While attending John Stark Regional High School in Weare as a freshman, Weston skated for the New Hampshire Jr. Wildcats. He transferred to Tilton School for his final three years, where he was a standout four-sport athlete (soccer, hockey, lacrosse and golf) and his hockey teams won New England championships each year he played, including his senior year, when he was captain. He would later be inducted into the Tilton School Hall of Fame.
“He was unbelievably motivated,” said Mike Walsh, his coach at Tilton.
After two years playing for Gary Dineen and Lincoln Flagg for the New England Jr.

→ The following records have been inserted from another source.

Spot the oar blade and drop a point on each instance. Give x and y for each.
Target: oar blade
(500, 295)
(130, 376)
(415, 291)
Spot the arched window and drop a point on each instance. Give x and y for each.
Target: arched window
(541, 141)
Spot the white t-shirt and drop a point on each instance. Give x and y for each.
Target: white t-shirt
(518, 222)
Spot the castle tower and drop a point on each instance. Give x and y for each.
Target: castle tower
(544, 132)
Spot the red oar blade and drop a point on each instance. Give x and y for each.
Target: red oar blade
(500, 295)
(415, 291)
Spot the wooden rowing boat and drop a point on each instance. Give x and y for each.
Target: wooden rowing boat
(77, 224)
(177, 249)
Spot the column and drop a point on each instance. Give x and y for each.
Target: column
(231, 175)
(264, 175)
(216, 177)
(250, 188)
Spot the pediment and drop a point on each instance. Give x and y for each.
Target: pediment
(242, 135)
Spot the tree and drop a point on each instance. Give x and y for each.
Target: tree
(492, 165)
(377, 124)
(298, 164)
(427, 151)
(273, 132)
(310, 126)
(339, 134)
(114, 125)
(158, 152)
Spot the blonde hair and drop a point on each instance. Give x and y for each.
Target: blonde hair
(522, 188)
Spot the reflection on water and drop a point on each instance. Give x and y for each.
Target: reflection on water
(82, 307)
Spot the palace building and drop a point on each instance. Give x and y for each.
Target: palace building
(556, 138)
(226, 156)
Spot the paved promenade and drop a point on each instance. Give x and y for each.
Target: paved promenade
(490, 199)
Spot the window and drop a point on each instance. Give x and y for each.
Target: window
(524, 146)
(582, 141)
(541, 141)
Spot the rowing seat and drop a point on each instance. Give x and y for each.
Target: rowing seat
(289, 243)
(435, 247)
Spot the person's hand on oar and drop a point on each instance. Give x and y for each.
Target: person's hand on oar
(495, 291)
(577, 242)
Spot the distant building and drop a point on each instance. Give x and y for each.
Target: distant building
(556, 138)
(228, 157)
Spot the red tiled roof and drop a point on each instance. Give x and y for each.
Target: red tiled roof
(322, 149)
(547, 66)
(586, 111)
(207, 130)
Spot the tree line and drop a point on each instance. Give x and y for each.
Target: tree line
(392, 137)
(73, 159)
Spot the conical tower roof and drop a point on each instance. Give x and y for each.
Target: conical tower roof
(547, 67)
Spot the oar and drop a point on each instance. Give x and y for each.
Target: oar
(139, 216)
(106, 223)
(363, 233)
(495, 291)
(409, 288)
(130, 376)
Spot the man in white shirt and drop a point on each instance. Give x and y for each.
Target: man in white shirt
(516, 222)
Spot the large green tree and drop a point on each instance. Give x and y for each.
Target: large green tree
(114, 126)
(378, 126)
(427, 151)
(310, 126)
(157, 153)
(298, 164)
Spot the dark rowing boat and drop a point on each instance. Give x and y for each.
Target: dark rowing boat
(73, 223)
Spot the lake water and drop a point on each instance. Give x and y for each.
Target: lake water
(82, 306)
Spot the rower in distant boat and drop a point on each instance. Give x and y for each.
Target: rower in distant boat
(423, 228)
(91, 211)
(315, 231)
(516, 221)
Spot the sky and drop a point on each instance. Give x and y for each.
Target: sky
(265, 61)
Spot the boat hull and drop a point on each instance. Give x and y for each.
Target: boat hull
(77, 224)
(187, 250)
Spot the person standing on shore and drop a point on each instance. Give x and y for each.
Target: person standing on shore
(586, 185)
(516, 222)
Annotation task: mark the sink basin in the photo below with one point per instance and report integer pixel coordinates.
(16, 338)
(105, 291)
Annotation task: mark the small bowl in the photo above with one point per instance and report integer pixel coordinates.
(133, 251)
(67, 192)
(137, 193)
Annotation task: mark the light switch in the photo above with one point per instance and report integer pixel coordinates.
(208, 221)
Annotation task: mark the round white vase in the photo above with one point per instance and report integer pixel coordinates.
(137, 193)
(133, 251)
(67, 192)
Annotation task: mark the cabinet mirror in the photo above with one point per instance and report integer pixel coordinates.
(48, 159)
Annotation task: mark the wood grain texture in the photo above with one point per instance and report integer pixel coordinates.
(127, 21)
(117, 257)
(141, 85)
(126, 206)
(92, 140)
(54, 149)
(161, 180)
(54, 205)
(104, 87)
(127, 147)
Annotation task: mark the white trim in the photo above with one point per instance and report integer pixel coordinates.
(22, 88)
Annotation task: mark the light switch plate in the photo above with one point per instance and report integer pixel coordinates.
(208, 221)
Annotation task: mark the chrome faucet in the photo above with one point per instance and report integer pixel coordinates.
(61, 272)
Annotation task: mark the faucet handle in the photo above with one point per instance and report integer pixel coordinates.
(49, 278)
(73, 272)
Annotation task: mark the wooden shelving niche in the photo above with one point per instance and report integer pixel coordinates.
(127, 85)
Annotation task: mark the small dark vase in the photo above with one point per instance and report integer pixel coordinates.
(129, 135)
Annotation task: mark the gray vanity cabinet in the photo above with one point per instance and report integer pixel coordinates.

Coyotes in the EJHL, where he amassed 39 points in 37 games, Weston took his talents to Boston University, where he played in at least 30 games in all four seasons.
The Terriers won three Beanpot tournaments of his first three years, BU advanced to the NCAA tournament.
As a senior, Weston served as Alternate Captain and was one of just four players to play in all 39 games. He finished his career with nine goals and 17 assists.
After BU, Weston went on to play parts of four seasons in the American Hockey League for the Albany River Rats and San Antonio Rampage.
His best season came in 2008-09 with Albany, when he scored nine goals and added seven assists in 63 games. He also played parts of two seasons with the Las Vegas Wranglers of the ECHL.
Weston just recently moved from San Diego where he was Head Coach of San Diego State University Club Hockey Team. He is now a volunteer assistant with Santa Margarita and Carlsbad Unified high school hockey
Donald Williamson
A stalwart with the Manchester Tam -0-Shanters, the late Donald Williamson Sr. is perhaps better known for his accomplishments following his playing career than for the accolades he earned on the ice. When the Manchester Youth Hockey program was in its early stages in the 1970’s, Williamson was instrumental in gathering support for the effort. Because ice time in the area was so scarce, he and his partner Paul Leonard established the Souhegan Skating Center in Merrimack, New Hampshire, a facility that provided year round availability to the sport. At the same time, Williamson provided guidance by offering instructions at his hockey school and coaching several successful Bantam “A” teams.